Re: [PATCH v8 07/16] x86/virt/tdx: Use all system memory when initializing TDX module as TDX memory

From: Huang, Kai
Date: Wed Jan 11 2023 - 21:26:14 EST


On Thu, 2023-01-12 at 09:59 +0800, Huang, Ying wrote:
> "Huang, Kai" <kai.huang@xxxxxxxxx> writes:
>
> > On Thu, 2023-01-12 at 08:56 +0800, Huang, Ying wrote:
> > > "Huang, Kai" <kai.huang@xxxxxxxxx> writes:
> > >
> > > > On Tue, 2023-01-10 at 08:18 -0800, Hansen, Dave wrote:
> > > > > On 1/10/23 04:09, Huang, Kai wrote:
> > > > > > On Mon, 2023-01-09 at 08:51 -0800, Dave Hansen wrote:
> > > > > > > On 1/9/23 03:48, Huang, Kai wrote:
> > > > > > > > > > > > This can also be enhanced in the future, i.e. by allowing adding non-TDX
> > > > > > > > > > > > memory to a separate NUMA node. In this case, the "TDX-capable" nodes
> > > > > > > > > > > > and the "non-TDX-capable" nodes can co-exist, but the kernel/userspace
> > > > > > > > > > > > needs to guarantee memory pages for TDX guests are always allocated from
> > > > > > > > > > > > the "TDX-capable" nodes.
> > > > > > > > > >
> > > > > > > > > > Why does it need to be enhanced?

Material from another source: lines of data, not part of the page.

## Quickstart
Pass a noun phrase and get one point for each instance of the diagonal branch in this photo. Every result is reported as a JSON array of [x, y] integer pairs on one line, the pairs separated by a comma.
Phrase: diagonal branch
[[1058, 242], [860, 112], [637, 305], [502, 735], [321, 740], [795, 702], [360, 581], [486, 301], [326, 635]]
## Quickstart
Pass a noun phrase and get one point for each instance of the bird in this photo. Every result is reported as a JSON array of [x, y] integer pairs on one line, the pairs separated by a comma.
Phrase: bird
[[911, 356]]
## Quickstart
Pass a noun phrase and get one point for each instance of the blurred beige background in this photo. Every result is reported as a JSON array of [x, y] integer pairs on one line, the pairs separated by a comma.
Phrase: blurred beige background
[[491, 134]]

What's the problem?
> > > > > > > >
> > > > > > > > The problem is after TDX module initialization, no more memory can be hot-added
> > > > > > > > to the page allocator.
> > > > > > > >
> > > > > > > > Kirill suggested this may not be ideal. With the existing NUMA ABIs we can
> > > > > > > > actually have both TDX-capable and non-TDX-capable NUMA nodes online. We can
> > > > > > > > bind TDX workloads to TDX-capable nodes while other non-TDX workloads can
> > > > > > > > utilize all memory.
> > > > > > > >
> > > > > > > > But probably it is not necessarily to call out in the changelog?
> > > > > > >
> > > > > > > Let's say that we add this TDX-compatible-node ABI in the future. What
> > > > > > > will old code do that doesn't know about this ABI?
> > > > > >
> > > > > > Right. The old app will break w/o knowing the new ABI. One resolution, I
> > > > > > think, is we don't introduce new userspace ABI, but hide "TDX-capable" and "non-
> > > > > > TDX-capable" nodes in the kernel, and let kernel to enforce always allocating
> > > > > > TDX guest memory from those "TDX-capable" nodes.
> > > > >
> > > > > That doesn't actually hide all of the behavior from users. Let's say
> > > > > they do:
> > > > >
> > > > > numactl --membind=6 qemu-kvm ...
> > > > >
> > > > > In other words, take all of this guest's memory and put it on node 6.
> > > > > There lots of free memory on node 6 which is TDX-*IN*compatible. Then,
> > > > > they make it a TDX guest:
> > > > >
> > > > > numactl --membind=6 qemu-kvm -tdx ...
> > > > >
> > > > > What happens? Does the kernel silently ignore the --membind=6? Or does
> > > > > it return -ENOMEM somewhere and confuse the user who has *LOTS* of free
> > > > > memory on node 6.
> > > > >
> > > > > In other words, I don't think the kernel can just enforce this
> > > > > internally and hide it from userspace.
> > > >
> > > > IIUC, the kernel, for instance KVM who has knowledge the 'task_struct' is a TDX
> > > > guest, can manually AND "TDX-capable" node masks to task's mempolicy, so that
> > > > the memory will always be allocated from those "TDX-capable" nodes. KVM can
> > > > refuse to create the TDX guest if it found task's mempolicy doesn't have any
> > > > "TDX-capable" node, and print out a clear message to the userspace.
> > > >
> > > > But I am new to the core-mm, so I might have some misunderstanding.
> > >
> > > KVM here means in-kernel KVM module? If so, KVM can only output some
> > > message in dmesg. Which isn't very good for users to digest. It's
> > > better for the user space QEMU to detect whether current configuration
> > > is usable and respond to users, via GUI, or syslog, etc.
> >
> > I am not against this. For instance, maybe we can add some dedicated error code
> > and let KVM return it to Qemu, but I don't want to speak for KVM guys. We can
> > discuss this more when we have patches actually sent out to the community.
>
> Error code is a kind of ABI too. :-)
>

Right. I can bring this up in the KVM TDX support series (when time is right)
to see whether KVM guys want such error code at the initial support, or just
want to extend in the future. The worst case is the old Qemu may not recognize
the new error code (while the error is still available in dmesg) but still can
do the right behaviour (stop to run, etc).